Put the stock, ginger, lemon grass, and lime leaves or lime peel in a stock pot. Gradually bring to boil over medium-high heat. Boil for one minute, then add the coconut milk. Return to boil, then add the chicken. Return to boil, and then add the chili-tamarind paste, the lemon juice, sugar, and fish sauce. Stir until the paste and sugar are dissolved and blended, then add the mushrooms. Simmer until mushrooms are tender, about 1 minute.

Float chilies on top and turn off the heat. Serve.

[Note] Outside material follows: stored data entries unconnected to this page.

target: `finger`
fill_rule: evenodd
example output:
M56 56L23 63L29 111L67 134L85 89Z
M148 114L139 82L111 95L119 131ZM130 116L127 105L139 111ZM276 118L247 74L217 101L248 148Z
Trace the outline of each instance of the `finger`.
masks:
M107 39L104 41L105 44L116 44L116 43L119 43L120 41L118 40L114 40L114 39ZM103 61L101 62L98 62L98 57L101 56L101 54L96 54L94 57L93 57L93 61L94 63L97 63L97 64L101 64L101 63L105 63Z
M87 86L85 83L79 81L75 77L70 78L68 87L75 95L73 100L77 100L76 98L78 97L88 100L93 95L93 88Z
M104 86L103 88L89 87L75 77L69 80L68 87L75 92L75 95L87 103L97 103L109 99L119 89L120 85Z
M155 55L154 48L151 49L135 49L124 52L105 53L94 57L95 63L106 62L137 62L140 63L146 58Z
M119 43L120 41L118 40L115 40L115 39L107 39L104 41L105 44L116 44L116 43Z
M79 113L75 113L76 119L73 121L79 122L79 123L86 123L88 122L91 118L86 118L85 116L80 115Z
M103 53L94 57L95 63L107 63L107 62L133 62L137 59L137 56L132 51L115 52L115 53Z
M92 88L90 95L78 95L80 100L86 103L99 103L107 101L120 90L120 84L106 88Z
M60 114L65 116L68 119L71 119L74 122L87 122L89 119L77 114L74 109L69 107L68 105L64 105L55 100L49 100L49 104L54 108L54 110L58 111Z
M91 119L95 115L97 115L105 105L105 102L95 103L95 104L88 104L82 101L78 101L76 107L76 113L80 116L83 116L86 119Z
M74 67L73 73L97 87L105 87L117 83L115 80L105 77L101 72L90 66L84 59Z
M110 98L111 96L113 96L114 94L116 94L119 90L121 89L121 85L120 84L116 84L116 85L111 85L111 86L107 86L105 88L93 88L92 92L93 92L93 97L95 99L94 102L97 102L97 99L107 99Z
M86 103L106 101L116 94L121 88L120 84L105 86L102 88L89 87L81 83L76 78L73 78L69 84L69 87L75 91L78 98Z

This is from one of my favorite cookbooks, True Thai by Victor Sodsook. I've now made it twice, and it turned out delicious both times. This dish is among both my favorite Thai foods and my favorite soups.

I used the lime peel option, the galanga, and palm sugar. The only place I've managed to find galanga is Uwajimaya. Both times I've been a bit heavy on the chicken, just because that's what the package was.

I've deviated from and modified the above recipe in the following ways.

Instead of chili-tamarind paste (which I couldn't find, and didn't feel like making), I used a mix of sweet chili sauce and tamarind extract. While this seems to work well for flavor, I'm thinking about adding something to make the dish hotter.

Since I used stock from bullion both times, I made up the stock first, and added the galanga, lemon grass, and lime peel to that pan, and then let it sit while I prepped the other ingredients.

Similarly, I prepped the sugar, juice, fish sauce, chili sauce, and tamarind extract into a bowl ahead of time, though I'm not sure that actually saved me any effort.

The second time I made it, I used the juice from the lime instead of lemon juice, and it worked fine.

The Siamese ginger, lemon grass, and lime peel/leaves aren't meant to be eaten. Eating the chilies is an option for the hardy.